It’s not easy being an attorney right now.
Law firms throughout the United States—and the rest of the world—are dealing with the effects of the COVID-19 pandemic and a sluggish economy. According to a survey from practice management company Clio, responding law firms have billed less in every month since March compared to the corresponding month of the prior year, cratering with a 23% drop in May when compared to May 2019. Additionally, there have been multiple press reports about law firms furloughing and laying off staffers and lawyers while cutting pay and implementing austerity measures.
“In every prior crisis, law firms never shared in the economic pain,” says Raj Goyle, CEO and co-founder of Bodhala, a New York City-based legal tech firm. “This is the first time we’re seeing that beginning to happen.” Law firm profits were even up amid the financial crisis, Goyle says.
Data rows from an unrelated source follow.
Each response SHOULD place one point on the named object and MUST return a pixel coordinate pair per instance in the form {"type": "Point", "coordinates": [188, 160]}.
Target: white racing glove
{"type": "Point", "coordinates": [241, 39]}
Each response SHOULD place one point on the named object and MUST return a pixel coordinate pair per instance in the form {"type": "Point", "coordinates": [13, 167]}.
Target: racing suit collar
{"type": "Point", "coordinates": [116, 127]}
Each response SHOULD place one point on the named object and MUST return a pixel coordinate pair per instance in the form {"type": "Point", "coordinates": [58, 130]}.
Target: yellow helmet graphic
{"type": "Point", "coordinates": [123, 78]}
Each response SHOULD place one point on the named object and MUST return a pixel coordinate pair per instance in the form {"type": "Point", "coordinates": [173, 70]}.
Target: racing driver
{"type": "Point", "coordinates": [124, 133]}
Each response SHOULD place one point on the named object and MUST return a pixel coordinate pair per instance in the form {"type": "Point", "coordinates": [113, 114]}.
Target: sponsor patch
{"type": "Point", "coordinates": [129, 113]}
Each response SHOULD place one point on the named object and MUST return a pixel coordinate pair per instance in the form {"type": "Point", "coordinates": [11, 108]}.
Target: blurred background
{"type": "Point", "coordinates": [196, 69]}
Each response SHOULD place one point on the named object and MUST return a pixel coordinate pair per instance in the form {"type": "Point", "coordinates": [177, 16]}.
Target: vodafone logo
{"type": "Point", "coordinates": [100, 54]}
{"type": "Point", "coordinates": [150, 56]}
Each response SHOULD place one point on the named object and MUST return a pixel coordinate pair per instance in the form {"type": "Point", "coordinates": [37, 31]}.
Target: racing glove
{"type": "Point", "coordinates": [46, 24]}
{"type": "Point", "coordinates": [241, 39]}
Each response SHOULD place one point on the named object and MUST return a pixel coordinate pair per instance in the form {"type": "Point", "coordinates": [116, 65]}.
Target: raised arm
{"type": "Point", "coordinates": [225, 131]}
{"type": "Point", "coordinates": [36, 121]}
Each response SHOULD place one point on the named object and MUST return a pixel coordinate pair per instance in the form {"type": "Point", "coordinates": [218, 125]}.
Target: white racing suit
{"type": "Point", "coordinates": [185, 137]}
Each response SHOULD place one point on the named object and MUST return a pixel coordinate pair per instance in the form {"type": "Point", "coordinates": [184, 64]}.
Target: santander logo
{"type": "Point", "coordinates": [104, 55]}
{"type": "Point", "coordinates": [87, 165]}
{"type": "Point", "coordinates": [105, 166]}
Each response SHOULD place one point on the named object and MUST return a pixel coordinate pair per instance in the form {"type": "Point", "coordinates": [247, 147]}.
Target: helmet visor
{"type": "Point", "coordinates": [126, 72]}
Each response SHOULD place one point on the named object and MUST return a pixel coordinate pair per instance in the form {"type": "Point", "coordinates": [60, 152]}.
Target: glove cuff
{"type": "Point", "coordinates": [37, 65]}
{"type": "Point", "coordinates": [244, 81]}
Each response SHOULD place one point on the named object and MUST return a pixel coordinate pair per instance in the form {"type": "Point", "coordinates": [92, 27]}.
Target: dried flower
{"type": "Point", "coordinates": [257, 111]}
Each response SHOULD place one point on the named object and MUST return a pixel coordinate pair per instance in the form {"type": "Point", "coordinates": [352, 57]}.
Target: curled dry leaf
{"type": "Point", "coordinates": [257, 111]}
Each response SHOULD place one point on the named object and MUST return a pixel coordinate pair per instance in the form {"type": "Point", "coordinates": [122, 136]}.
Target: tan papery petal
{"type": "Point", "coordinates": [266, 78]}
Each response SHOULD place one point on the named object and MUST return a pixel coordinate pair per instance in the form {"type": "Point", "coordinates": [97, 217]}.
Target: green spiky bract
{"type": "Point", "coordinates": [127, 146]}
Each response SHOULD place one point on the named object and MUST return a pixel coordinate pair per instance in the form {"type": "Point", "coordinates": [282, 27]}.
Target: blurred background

Although it’s clear that firms need to focus on cost-saving measures, what’s not so transparent is where the costs should be cut. Various law firms have tried different options with mixed measures of success.
Tim Baxter, global head of communications for Allen & Overy, an international law firm with offices in 30 countries, says his firm took prompt action at the end of March by reducing profit distributions to partners in addition to increasing partner capital contributions.
“Certain investments have been deferred until market conditions become more certain, and we have stopped most recruitment,” Baxter says.
Salary reviews normally take place in the first quarter of each financial year, but Baxter’s firm decided not to undertake them. The firm has managed not to furlough any staff or reduce staff hours, introduce redundancy programs or actively seek support from the government. “As a firm, we remain in a strong cash position with no debt,” Baxter says.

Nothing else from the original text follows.